MEDAN — Bulog Sumatera Utara memperluas jaringan penyaluran beras SPHP ke seluruh kabupaten dan kota se-Sumatera Utara. Perusahaan pelat merah itu memastikan stok beras aman dan masyarakat tidak perlu khawatir terhadap ketersediaan pangan pokok.
Penambahan kuota harian ini merupakan respons atas potensi penurunan pasokan beras di pasar. Saat ini, musim panen gadu baru berlangsung sehingga volume panen belum mencapai puncaknya.
Mengapa Distribusi Beras SPHP Dinaikkan?
Kepala Wilayah Bulog Sumut Budi Cahyanto menjelaskan, kebijakan ini diambil agar masyarakat tetap bisa membeli beras dengan harga sesuai ketentuan pemerintah. Kondisi pasokan yang menipis berpotensi memicu kenaikan harga di tingkat pedagang.
“Memang terdapat potensi penurunan pasokan beras ke pasar, mengingat saat ini musim panen gadu baru mulai berlangsung sehingga volume panen belum mencapai puncaknya. Jadi kami perbanyak titik pendistribusian beras SPHP,” kata Budi dalam keterangan tertulis, Sabtu (8/8/2026).
Di Mana Saja Titik Penjualan Beras SPHP?
Bulog tidak hanya mengandalkan pasar tradisional.
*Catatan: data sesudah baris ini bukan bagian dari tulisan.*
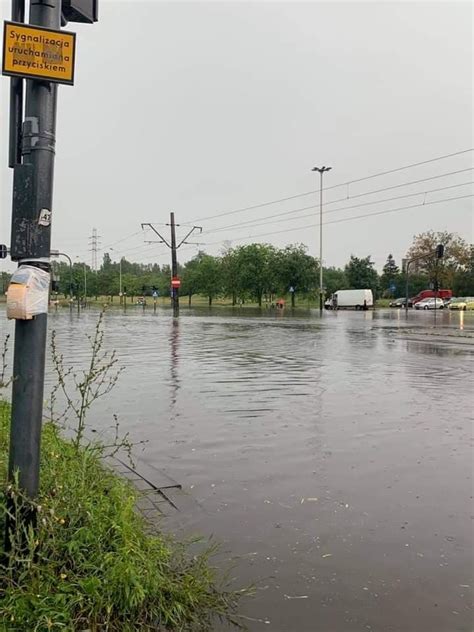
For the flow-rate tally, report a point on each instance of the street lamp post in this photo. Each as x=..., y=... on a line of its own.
x=321, y=170
x=84, y=267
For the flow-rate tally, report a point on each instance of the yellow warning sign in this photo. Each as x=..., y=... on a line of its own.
x=38, y=53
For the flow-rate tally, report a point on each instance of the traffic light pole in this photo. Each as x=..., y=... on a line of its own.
x=30, y=244
x=174, y=255
x=174, y=267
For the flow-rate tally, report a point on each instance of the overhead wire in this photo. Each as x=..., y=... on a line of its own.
x=253, y=223
x=334, y=186
x=344, y=219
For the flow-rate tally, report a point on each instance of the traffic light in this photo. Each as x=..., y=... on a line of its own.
x=79, y=11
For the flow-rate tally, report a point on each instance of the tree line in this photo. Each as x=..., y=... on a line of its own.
x=258, y=272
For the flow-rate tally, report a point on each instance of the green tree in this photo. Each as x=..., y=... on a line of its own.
x=296, y=269
x=360, y=274
x=209, y=277
x=334, y=280
x=391, y=276
x=456, y=257
x=254, y=271
x=230, y=276
x=190, y=277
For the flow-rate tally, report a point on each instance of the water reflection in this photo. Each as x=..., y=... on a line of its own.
x=174, y=361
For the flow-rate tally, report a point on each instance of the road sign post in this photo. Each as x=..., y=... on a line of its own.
x=43, y=55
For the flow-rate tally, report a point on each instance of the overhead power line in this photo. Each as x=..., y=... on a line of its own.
x=334, y=186
x=260, y=221
x=344, y=219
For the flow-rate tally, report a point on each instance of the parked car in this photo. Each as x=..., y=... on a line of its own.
x=444, y=294
x=460, y=303
x=400, y=302
x=350, y=299
x=430, y=303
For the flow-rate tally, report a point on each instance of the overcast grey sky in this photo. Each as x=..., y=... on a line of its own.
x=206, y=107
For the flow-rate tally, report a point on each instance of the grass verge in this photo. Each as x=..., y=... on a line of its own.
x=90, y=564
Beras SPHP kini tersebar di beberapa kanal distribusi agar mudah dijangkau warga.
- Pasar tradisional di berbagai kabupaten/kota
- Warung sembako RPK (Rumah Pangan Kita)
- Outlet di depan kantor dan gudang Bulog
- Gerakan Pangan Murah (GPM) yang digelar bersama TNI/Polri dan pemerintah daerah
- Indomaret serta ritel modern lainnya
Berapa Harga Eceran Beras SPHP di Pasaran?
Sesuai ketentuan pemerintah, harga eceran tertinggi (HET) untuk beras SPHP dipatok maksimal Rp13.100 per kilogram. Untuk kemasan 5 kilogram, konsumen membayar paling tinggi Rp65.500.
Dengan tambahan pasokan 150 ton per hari ini, Bulog berharap harga beras di Sumatera Utara tetap stabil hingga puncak panen tiba. Masyarakat diimbau membeli sesuai kebutuhan dan tidak melakukan aksi borong yang justru memicu kepanikan.